However, had you asked me which tool is better about a year ago, the answer would most assuredly have been Sketch. So, why did I change my mind? To understand my new outlook, we have to go back to the beginning and understand the industry at that point and see how it has evolved since.
I migrated from Website and Interaction Design into UX Design approximately 8 years ago, marking a point in time where the roles of designer and developer were far more polarized than they are today. The type of education and training required for UX was either non-existent or just starting to become adopted by universities and other educational institutions. As a result, to be successful in Interactive Design and/or UX design, you had to take it upon yourself to become a hybrid designer… a unicorn.

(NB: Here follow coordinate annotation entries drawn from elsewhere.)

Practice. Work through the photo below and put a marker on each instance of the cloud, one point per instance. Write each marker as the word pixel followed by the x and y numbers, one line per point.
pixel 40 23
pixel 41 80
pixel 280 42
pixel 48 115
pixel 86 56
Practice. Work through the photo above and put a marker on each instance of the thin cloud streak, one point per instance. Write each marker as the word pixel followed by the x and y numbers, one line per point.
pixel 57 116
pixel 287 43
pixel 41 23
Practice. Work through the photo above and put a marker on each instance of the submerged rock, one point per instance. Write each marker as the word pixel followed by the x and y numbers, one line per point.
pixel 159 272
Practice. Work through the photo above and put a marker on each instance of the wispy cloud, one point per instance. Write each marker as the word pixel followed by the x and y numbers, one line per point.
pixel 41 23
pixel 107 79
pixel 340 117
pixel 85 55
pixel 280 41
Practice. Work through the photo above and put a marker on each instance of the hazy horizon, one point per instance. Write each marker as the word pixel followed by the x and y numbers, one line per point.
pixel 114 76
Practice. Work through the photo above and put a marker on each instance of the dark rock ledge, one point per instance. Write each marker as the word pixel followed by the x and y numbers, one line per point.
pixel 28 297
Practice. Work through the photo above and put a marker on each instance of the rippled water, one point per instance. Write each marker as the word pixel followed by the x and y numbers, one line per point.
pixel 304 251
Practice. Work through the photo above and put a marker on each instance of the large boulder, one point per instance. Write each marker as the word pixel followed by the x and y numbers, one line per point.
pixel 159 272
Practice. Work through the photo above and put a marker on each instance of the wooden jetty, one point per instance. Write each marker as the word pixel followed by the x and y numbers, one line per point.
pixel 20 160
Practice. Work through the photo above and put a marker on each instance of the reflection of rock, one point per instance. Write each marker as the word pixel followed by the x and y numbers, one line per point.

As a major in Graphic Design, I was fortunate that I took a more digital course in my career early on. My personal entrepreneurial drive and fascination with the ease of designing WordPress websites for freelance clients forced me to dive into the code, learn how it works, and think like a developer. Then, over time, I would go on to develop a keen awareness and appreciation for web based layouts, object oriented positioning, digital information hierarchy, and an ability to both read and write basic HTML and CSS. I also developed a strong affinity for using simple naming conventions to keep things organized — all of which, when combined, helped to make developer handoff go as smoothly as possible.
When Sketch finally hit the scene, it was clear that Bohemian Coding was very much aware of the fact that designers like me were leading a movement into the role of UX designer — and built Sketch to meet the demand. The way Sketch handles symbol naming (type / subtype / etc), nested symbols, symbol overrides, and styles forces designers to think and plan their design strategy — much like a developer would. And in doing so, the resulting design philosophy would go on to make creating UX style guides and scalable design systems much easier and help maintain a single source of truth across the design team. See also: Sympli, Zeplin
Times Have Changed
But alas, times have changed. Educational institutions and training resources now teach the best practices that Sketch pioneered. Tools like Sympli have allowed designers with non-development oriented backgrounds to quickly adopt best practices and help streamline developer handoff. Adobe has also had plenty of time to learn from Sketch’s innovation, find ways to create trouble for them (ever try to import a Sketch file into XD?), and incorporate all learnings into a package that’s free and more approachable to designers with experience in other Adobe tools (Photoshop, Illustrator).
Which One Is Better For Me?
So now, with both Sketch and XD being nearly equal — when people ask me “Which is better, Sketch or XD?”, I am now able to base my answer on 2 primary factors: The type of team the designer works on and the amount of experience they have with UX best practices.
What type of team do you work on?
How experienced are you in UX best practices?
If you work on a team that’s more of the “A type”, the platform really doesn’t matter that much. Personally, I believe that teams should seek to be platform agnostic. Not only does it give designers the ability to be creative and stay productive in their tool of choice — it allows companies to consider a more diverse set of creative talent to build rockstar teams. But if your team has a tight budget or your team members (including developers and other stakeholders) are all on-board with a single platform’s specific workflow — then stick with what works. However, if you work on a team that’s more of the “B type”, the debate between Sketch and XD is (in my opinion) settled based on the designer’s personal experience in UX best practices.
For Type B team designers who are transitioning from other design verticals with little to no experience working in and designing for development-based mediums (i.e. web and mobile apps), Sketch is hands down the best place to start. It’s a far better “teacher” of best practices than XD, and you’ll become a better UX designer as a result. I recommend downloading a comprehensive Sketch UI design system (example) in order to fully take advantage of and learn from the design philosophies mentioned above.
In conclusion, a solid foundation in UX best practices is essential no matter which tool you prefer. You can learn that foundation in college, on any number of online training websites, or by jumping right in and learning with a tool that is crafted to help you think and design with development in mind (Sketch). But once you have that foundation and either you or your team are prepared to scale with UX best practices, the best platform really is the one that elicits your very best work.